Multiplicity fluctuations due to the temperature fluctuations in high-energy nuclear collisions

TL;DR

This paper explains multiplicity fluctuations in high-energy nuclear collisions by modeling intrinsic temperature fluctuations using Tsallis statistics, linking the nonextensivity parameter to system size and fluctuation effects.

Contribution

It introduces a non-extensive statistical approach to quantify temperature fluctuations and relates the nonextensivity parameter to collision centrality and system size.

Findings

The nonextensivity parameter q increases with decreasing system size.

Temperature fluctuations are significant in finite hadronizing sources.
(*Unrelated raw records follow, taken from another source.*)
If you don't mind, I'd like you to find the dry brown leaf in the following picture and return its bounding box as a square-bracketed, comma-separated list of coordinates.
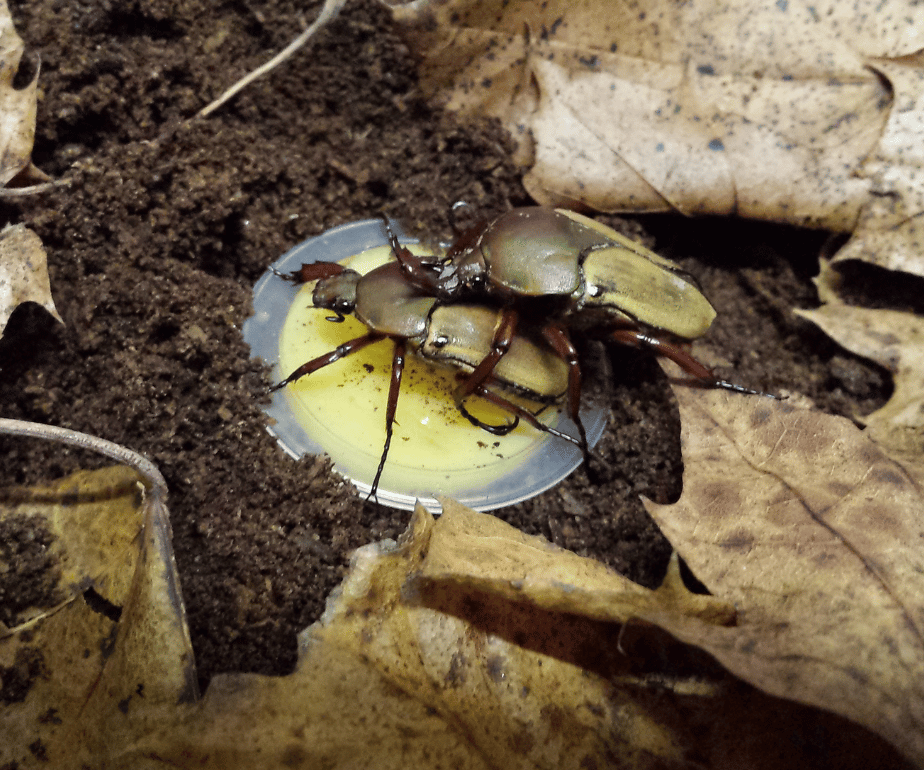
[420, 497, 736, 625]
[795, 259, 924, 461]
[4, 438, 909, 766]
[121, 506, 696, 769]
[644, 380, 924, 767]
[833, 55, 924, 275]
[389, 0, 924, 273]
[0, 465, 196, 770]
[0, 3, 57, 334]
[0, 466, 143, 632]
[107, 502, 910, 769]
[0, 0, 41, 187]
[0, 223, 62, 332]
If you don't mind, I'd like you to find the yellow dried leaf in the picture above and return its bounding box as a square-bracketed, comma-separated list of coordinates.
[0, 466, 196, 770]
[796, 261, 924, 459]
[644, 381, 924, 767]
[128, 506, 696, 769]
[114, 501, 912, 769]
[0, 465, 142, 631]
[422, 497, 735, 625]
[0, 223, 62, 332]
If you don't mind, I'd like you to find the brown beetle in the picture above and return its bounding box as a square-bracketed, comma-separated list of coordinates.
[385, 207, 772, 458]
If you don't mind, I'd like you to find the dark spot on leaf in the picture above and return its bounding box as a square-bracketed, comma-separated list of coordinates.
[38, 708, 62, 725]
[870, 467, 905, 487]
[509, 724, 536, 754]
[281, 744, 309, 767]
[445, 652, 467, 686]
[486, 654, 506, 683]
[83, 587, 122, 622]
[29, 740, 48, 761]
[1, 647, 45, 704]
[749, 406, 774, 426]
[720, 528, 754, 551]
[579, 55, 600, 70]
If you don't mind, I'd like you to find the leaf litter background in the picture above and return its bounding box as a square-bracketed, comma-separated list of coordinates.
[1, 0, 923, 766]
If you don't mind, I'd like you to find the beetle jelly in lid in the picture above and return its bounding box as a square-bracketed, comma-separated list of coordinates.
[242, 218, 606, 513]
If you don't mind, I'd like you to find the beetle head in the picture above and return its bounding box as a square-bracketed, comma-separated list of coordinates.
[312, 269, 361, 321]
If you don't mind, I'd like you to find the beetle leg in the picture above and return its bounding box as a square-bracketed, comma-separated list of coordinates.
[453, 308, 528, 436]
[272, 261, 345, 284]
[608, 328, 778, 397]
[380, 215, 420, 271]
[367, 339, 407, 503]
[455, 307, 519, 401]
[456, 398, 520, 436]
[269, 332, 387, 392]
[539, 324, 591, 468]
[379, 215, 457, 297]
[471, 385, 583, 447]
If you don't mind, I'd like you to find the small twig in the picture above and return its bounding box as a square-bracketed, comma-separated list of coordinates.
[0, 178, 72, 198]
[193, 0, 348, 121]
[0, 418, 167, 502]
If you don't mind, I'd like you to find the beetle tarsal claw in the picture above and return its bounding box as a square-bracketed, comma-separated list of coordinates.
[457, 400, 520, 436]
[714, 379, 781, 399]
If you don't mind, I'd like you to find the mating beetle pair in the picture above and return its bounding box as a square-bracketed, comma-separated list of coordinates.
[273, 207, 767, 500]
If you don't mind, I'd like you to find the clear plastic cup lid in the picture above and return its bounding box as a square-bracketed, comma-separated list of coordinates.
[242, 218, 606, 513]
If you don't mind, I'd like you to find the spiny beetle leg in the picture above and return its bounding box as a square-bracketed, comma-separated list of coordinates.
[379, 214, 417, 267]
[608, 328, 780, 399]
[457, 398, 519, 435]
[367, 339, 407, 504]
[379, 214, 451, 296]
[454, 307, 519, 401]
[473, 385, 583, 448]
[269, 332, 387, 393]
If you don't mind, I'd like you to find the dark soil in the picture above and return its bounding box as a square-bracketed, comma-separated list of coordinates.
[0, 0, 891, 694]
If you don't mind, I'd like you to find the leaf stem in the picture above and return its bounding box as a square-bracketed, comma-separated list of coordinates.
[0, 418, 167, 502]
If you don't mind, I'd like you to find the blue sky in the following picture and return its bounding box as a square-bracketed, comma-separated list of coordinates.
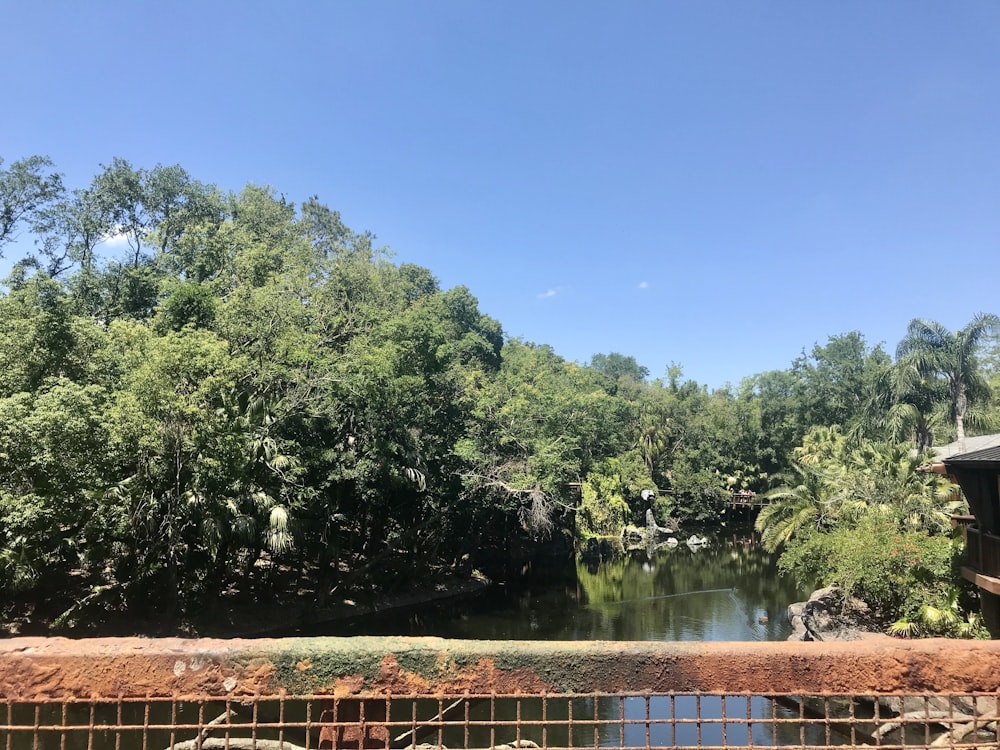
[3, 2, 999, 389]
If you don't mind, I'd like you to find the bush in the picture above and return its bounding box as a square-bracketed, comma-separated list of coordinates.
[778, 518, 955, 624]
[578, 475, 631, 537]
[577, 454, 652, 538]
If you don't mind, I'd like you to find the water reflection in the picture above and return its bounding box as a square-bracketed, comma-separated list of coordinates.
[440, 693, 838, 749]
[321, 533, 810, 642]
[572, 534, 809, 642]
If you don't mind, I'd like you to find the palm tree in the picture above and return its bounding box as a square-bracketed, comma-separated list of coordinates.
[755, 464, 839, 552]
[895, 314, 1000, 451]
[851, 363, 947, 450]
[637, 403, 672, 477]
[845, 440, 958, 533]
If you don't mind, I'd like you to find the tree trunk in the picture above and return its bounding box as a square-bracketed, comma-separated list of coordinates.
[953, 378, 968, 452]
[916, 422, 933, 452]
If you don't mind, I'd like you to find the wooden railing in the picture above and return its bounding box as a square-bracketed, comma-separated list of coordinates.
[965, 525, 1000, 581]
[727, 491, 771, 509]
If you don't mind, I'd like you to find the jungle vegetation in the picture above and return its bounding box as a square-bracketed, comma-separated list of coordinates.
[1, 155, 998, 635]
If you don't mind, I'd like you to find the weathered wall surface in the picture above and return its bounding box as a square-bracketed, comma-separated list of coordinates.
[2, 636, 1000, 699]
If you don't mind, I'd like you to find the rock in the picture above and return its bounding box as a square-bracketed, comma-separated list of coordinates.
[787, 602, 805, 621]
[883, 694, 999, 718]
[786, 586, 880, 641]
[580, 537, 617, 561]
[808, 585, 838, 601]
[645, 508, 675, 536]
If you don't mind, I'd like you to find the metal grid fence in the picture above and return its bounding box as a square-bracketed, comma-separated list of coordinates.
[0, 693, 998, 750]
[5, 692, 1000, 750]
[3, 637, 1000, 750]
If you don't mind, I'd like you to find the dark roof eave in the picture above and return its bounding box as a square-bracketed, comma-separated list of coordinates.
[945, 459, 1000, 471]
[942, 444, 1000, 469]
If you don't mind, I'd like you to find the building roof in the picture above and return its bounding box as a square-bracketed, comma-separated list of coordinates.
[944, 444, 1000, 467]
[931, 433, 1000, 460]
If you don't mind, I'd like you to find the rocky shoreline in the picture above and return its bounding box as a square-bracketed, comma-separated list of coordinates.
[786, 585, 887, 641]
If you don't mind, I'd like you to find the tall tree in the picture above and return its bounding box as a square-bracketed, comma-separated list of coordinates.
[89, 158, 151, 267]
[33, 188, 109, 279]
[852, 361, 947, 450]
[0, 156, 64, 253]
[792, 332, 891, 434]
[589, 352, 650, 385]
[737, 369, 801, 479]
[896, 314, 1000, 450]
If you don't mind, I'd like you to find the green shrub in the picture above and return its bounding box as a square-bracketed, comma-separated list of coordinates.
[778, 518, 955, 624]
[578, 475, 631, 537]
[577, 453, 652, 538]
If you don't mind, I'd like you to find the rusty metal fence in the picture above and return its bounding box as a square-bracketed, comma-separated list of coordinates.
[3, 637, 1000, 750]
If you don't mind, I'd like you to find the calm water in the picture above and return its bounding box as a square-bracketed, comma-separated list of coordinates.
[320, 533, 811, 641]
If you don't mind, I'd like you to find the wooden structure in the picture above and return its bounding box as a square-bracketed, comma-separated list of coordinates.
[727, 490, 771, 509]
[935, 444, 1000, 636]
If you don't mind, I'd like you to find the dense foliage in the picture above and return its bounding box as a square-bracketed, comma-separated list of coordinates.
[0, 154, 997, 635]
[757, 404, 994, 636]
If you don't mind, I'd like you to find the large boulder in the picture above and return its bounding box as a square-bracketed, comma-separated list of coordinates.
[786, 602, 807, 641]
[787, 586, 880, 641]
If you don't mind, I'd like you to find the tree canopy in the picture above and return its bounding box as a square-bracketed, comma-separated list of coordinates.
[0, 153, 997, 635]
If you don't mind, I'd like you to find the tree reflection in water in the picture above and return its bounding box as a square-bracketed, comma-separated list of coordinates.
[322, 533, 810, 642]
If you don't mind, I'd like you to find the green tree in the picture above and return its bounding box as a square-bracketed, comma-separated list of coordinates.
[842, 441, 956, 531]
[778, 518, 958, 626]
[852, 360, 947, 450]
[457, 341, 631, 541]
[758, 426, 956, 553]
[144, 163, 221, 256]
[737, 369, 801, 479]
[0, 380, 112, 599]
[577, 454, 650, 538]
[792, 332, 891, 436]
[31, 187, 109, 280]
[589, 352, 650, 393]
[645, 374, 760, 520]
[0, 277, 100, 394]
[755, 464, 838, 552]
[896, 315, 1000, 449]
[0, 155, 64, 252]
[984, 339, 1000, 433]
Tsallis statistics reduces to Boltzmann-Gibbs in the limit of no fluctuations.

Abstract

We investigate the multiplicity fluctuations observed in high-energy nuclear collisions attributing them to intrinsic fluctuations of temperature of the hadronizing system formed in such processes. To account for these fluctuations we replace the usual Boltzmann-Gibbs (BG) statistics by the non-extensive Tsallis statistics characterized by the nonextensivity parameter q, with |q-1| being a direct measure of fluctuations. In the limit of vanishing fluctuations, q --> 1 and Tsallis statistics converges to the usual BG. We evaluate the nonextensivity parameter q and its dependence on the hadronizing system size from the experimentally observed collision centrality dependence of the mean multiplicity, <N>, and its variance, Var(N). We attribute the observed system size dependence of q to the finiteness of the hadronizing source with q = 1 corresponding to an infinite, thermalized source with a fixed temperature, and with q > 1 (which is observed) corresponding to a finite source in which both the temperature and energy fluctuate.